Github user HyukjinKwon commented on a diff in the pull request:

    https://github.com/apache/spark/pull/16254#discussion_r92137332
  
    --- Diff: core/src/test/scala/org/apache/spark/rdd/PipedRDDSuite.scala ---
    @@ -32,177 +32,172 @@ import org.apache.spark._
     import org.apache.spark.util.Utils
     
     class PipedRDDSuite extends SparkFunSuite with SharedSparkContext {
    +  val envCommand = if (Utils.isWindows) {
    +    "cmd.exe /C set"
    +  } else {
    +    "printenv"
    +  }
     
       test("basic pipe") {
    -    if (testCommandAvailable("cat")) {
    -      val nums = sc.makeRDD(Array(1, 2, 3, 4), 2)
    +    assume(testCommandAvailable("cat"))
    +    val nums = sc.makeRDD(Array(1, 2, 3, 4), 2)
     
    -      val piped = nums.pipe(Seq("cat"))

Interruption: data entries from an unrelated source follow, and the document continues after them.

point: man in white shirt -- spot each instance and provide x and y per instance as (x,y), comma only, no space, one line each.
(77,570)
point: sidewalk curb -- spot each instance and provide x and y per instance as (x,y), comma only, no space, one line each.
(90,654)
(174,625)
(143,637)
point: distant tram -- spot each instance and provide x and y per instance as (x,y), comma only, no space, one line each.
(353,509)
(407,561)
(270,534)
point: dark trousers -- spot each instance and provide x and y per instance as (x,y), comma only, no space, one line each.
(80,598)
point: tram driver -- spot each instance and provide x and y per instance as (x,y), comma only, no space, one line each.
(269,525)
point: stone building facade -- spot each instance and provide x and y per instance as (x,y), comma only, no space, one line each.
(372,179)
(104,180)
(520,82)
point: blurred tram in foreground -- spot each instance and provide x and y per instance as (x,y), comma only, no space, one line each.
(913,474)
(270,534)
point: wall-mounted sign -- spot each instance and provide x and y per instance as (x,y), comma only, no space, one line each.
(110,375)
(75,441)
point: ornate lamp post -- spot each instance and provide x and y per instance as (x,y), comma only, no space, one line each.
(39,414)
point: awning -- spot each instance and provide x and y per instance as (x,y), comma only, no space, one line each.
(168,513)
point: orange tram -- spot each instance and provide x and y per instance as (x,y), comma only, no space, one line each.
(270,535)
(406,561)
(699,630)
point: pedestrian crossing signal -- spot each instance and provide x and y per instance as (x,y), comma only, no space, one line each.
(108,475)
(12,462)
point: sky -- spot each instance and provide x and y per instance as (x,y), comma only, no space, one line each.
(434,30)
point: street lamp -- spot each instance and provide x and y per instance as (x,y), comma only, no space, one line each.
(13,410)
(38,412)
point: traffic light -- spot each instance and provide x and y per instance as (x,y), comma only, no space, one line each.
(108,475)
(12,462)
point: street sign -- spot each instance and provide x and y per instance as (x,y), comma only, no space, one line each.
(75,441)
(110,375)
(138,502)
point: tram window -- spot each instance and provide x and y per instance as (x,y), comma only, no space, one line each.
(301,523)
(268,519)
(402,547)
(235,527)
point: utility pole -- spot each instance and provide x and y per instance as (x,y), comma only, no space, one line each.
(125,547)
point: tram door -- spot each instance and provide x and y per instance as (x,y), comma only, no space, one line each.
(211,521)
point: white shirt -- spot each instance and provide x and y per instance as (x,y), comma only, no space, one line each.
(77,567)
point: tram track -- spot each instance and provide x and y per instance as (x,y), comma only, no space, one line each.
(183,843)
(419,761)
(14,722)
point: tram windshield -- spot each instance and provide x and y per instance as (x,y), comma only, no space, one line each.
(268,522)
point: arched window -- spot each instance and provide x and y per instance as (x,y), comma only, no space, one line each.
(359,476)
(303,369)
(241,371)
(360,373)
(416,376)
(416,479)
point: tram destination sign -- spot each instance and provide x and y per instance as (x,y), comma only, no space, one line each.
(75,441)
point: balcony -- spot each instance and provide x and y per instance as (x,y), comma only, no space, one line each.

    +    val piped = nums.pipe(Seq("cat"))
     
    -      val c = piped.collect()
    -      assert(c.size === 4)
    -      assert(c(0) === "1")
    -      assert(c(1) === "2")
    -      assert(c(2) === "3")
    -      assert(c(3) === "4")
    -    } else {
    -      assert(true)
    -    }
    +    val c = piped.collect()
    +    assert(c.size === 4)
    +    assert(c(0) === "1")
    +    assert(c(1) === "2")
    +    assert(c(2) === "3")
    +    assert(c(3) === "4")
       }
     
       test("basic pipe with tokenization") {
    -    if (testCommandAvailable("wc")) {
    -      val nums = sc.makeRDD(Array(1, 2, 3, 4), 2)
    -
    -      // verify that both RDD.pipe(command: String) and RDD.pipe(command: 
String, env) work good
    -      for (piped <- Seq(nums.pipe("wc -l"), nums.pipe("wc -l", Map[String, 
String]()))) {
    -        val c = piped.collect()
    -        assert(c.size === 2)
    -        assert(c(0).trim === "2")
    -        assert(c(1).trim === "2")
    -      }
    -    } else {
    -      assert(true)
    +    assume(testCommandAvailable("wc"))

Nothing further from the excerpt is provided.